Platforms Most at Risk
The 10-million-user threshold targets platforms where minors constitute a substantial portion of the user base. TikTok, Instagram, Snapchat, YouTube, and platforms with significant teen engagement face the earliest and most intensive compliance pressure. Gaming platforms with in-app purchases and social features also fall within KOSA's scope.
Smaller platforms lack the legal infrastructure to navigate complex audits and consent rules. Several gaming services and niche social platforms have already begun consulting compliance attorneys, warning internally that a single enforcement action could prove fatal to their business models.
State-Federal Tension: The California Comparison
Without a robust federal preemption clause, KOSA creates potential conflict with state laws. California's Age-Appropriate Design Code, which took effect in 2024, requires platforms to default to the highest privacy settings for minors and provides enforcement mechanisms through the California Privacy Protection Authority.
Forty state attorneys general wrote to Congress in February 2026 urging a federal standard strong enough to avoid a patchwork of conflicting requirements. Their preferred language: a federal floor, not a ceiling---one that states can exceed but not circumvent.
The International Context
KOSA's domestic battles mirror fights overseas. The United Kingdom's Online Safety Act, which became law in 2023, imposes duty of care requirements on platforms serving UK users, with enforcement by Ofcom. The European Union's Digital Services Act requires very large online platforms to assess and mitigate systemic risks, including harms to minors.
The U.S. bill diverges from these models in significant ways: no explicit age verification mandate, a narrower list of covered harms, and primary FTC enforcement rather than a dedicated regulator. Whether this lighter-touch approach proves more politically feasible or less substantively effective remains the central question driving the current legislative deadlock.
This article is part of The Daily Pulse's ongoing coverage of the Congress AI Safety Act provisions. Read our full explainer on how the legislation impacts platforms, parents, and children.
Frequently Asked Questions
What is the current status of KOSA in Congress?
KOSA (S.1748) remains in committee in the Senate. The House passed the KIDS Act (H.R. 7757) in March 2026, a modified version that removes the duty of care provision. No final legislation has reached the president's desk.
If KOSA passes in 2026, when would it actually take effect?
The law would take effect 180 days after enactment---approximately six months after signing. However, the FTC must issue guidance on age knowledge standards within 18 months of enactment, which will determine key compliance requirements.
What are the penalties for violating KOSA?
The FTC can impose civil penalties of up to $53,088 per violation. Since each affected minor account could constitute a separate violation, penalties can quickly reach billions of dollars for large platforms.

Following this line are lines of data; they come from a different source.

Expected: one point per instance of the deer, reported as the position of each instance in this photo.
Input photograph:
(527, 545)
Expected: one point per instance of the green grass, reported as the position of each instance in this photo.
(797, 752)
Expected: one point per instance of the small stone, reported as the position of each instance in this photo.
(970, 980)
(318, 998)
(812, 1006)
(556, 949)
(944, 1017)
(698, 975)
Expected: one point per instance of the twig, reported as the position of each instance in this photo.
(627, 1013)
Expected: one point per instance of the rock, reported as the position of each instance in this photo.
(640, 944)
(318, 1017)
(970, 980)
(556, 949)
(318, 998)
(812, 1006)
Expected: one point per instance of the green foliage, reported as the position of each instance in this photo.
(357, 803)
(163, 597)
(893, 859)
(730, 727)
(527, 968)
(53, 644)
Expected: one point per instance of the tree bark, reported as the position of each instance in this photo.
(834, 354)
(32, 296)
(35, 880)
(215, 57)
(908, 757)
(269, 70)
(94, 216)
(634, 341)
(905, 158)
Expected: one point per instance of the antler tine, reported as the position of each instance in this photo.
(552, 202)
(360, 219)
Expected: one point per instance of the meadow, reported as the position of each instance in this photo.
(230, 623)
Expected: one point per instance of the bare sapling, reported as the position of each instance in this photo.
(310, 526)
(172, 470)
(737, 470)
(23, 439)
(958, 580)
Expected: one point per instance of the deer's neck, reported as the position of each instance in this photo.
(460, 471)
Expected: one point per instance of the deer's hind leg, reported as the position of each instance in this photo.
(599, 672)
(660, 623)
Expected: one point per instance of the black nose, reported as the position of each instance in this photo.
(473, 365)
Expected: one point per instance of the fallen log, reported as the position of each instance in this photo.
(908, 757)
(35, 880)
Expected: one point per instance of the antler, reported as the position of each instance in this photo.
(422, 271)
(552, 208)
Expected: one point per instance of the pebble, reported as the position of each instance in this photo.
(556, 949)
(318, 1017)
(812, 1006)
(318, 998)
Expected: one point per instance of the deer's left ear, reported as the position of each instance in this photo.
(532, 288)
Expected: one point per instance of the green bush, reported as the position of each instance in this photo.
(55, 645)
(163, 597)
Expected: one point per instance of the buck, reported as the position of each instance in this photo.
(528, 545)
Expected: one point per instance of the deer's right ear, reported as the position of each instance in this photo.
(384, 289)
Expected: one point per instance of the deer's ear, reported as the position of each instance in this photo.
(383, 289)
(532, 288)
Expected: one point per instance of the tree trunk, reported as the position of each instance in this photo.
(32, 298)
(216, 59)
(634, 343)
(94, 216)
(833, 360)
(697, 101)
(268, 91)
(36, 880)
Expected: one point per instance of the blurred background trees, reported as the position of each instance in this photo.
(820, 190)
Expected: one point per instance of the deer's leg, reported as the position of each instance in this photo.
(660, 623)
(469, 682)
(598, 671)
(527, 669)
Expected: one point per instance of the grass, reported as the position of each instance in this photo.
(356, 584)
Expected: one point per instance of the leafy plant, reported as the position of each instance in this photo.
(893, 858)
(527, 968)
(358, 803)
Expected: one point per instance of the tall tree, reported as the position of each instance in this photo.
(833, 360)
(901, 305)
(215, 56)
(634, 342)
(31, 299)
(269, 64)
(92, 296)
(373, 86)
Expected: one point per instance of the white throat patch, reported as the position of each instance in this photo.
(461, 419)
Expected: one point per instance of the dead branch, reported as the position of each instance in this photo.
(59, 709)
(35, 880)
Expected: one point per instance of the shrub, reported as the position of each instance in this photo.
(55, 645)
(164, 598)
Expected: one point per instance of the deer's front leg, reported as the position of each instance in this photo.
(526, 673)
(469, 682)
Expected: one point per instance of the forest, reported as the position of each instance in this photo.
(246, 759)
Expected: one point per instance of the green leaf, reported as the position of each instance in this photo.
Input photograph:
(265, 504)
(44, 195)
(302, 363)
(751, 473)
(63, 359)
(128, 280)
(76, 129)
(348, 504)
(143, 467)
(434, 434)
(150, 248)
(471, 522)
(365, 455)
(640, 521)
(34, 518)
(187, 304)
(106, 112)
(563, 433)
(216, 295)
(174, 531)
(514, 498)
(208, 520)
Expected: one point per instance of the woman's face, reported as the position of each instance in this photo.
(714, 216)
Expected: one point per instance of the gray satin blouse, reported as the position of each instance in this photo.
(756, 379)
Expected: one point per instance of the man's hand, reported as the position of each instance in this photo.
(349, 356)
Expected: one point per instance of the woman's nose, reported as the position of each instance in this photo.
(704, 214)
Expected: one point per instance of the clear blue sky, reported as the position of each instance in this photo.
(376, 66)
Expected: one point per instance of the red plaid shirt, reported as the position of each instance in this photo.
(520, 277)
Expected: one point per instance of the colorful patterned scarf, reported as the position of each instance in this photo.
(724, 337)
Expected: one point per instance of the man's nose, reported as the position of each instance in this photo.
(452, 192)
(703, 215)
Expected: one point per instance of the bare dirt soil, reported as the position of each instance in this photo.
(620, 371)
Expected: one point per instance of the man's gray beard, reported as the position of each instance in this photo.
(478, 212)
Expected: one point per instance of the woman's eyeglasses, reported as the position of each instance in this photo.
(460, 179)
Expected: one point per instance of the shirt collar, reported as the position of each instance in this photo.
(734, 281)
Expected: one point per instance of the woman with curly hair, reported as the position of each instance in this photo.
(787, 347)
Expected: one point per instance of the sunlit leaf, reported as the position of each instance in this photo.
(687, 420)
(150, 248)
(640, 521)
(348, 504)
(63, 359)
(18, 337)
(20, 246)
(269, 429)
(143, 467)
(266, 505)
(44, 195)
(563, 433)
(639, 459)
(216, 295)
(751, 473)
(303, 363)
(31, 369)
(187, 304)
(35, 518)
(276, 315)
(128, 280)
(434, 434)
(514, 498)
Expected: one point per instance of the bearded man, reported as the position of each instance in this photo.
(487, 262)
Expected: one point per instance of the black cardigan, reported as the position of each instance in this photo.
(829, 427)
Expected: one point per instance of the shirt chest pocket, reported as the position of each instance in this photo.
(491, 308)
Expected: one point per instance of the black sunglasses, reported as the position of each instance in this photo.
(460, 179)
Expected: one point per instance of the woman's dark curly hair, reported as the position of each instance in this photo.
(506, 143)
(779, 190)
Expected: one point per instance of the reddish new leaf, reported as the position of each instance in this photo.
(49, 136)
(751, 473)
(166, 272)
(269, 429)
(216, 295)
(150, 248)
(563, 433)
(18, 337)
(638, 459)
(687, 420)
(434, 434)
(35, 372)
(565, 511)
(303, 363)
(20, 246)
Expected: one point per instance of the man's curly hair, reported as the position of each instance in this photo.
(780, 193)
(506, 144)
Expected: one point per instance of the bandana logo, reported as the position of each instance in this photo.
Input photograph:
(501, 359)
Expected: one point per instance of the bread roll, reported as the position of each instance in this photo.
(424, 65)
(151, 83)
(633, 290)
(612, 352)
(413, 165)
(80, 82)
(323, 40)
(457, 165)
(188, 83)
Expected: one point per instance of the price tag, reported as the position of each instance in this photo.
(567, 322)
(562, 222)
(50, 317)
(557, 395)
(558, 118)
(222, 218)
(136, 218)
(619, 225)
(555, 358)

Does KOSA require age verification?
No. KOSA does not mandate explicit age verification. Instead, the FTC will issue guidance on how platforms can determine age through "actual knowledge" or "constructive knowledge"---potentially allowing inference through behavioral data rather than explicit birth dates.
Which platforms will be most affected by KOSA?
Platforms with more than 10 million U.S. monthly active users face the strictest requirements, including mandatory third-party audits and annual transparency reports. TikTok, Instagram, Snapchat, YouTube, and major gaming platforms fall within this scope.
How does KOSA interact with state laws like California's?
KOSA currently lacks robust federal preemption, creating potential conflict with state laws. California's Age-Appropriate Design Code remains in effect, and states can potentially enforce stricter standards than federal requirements.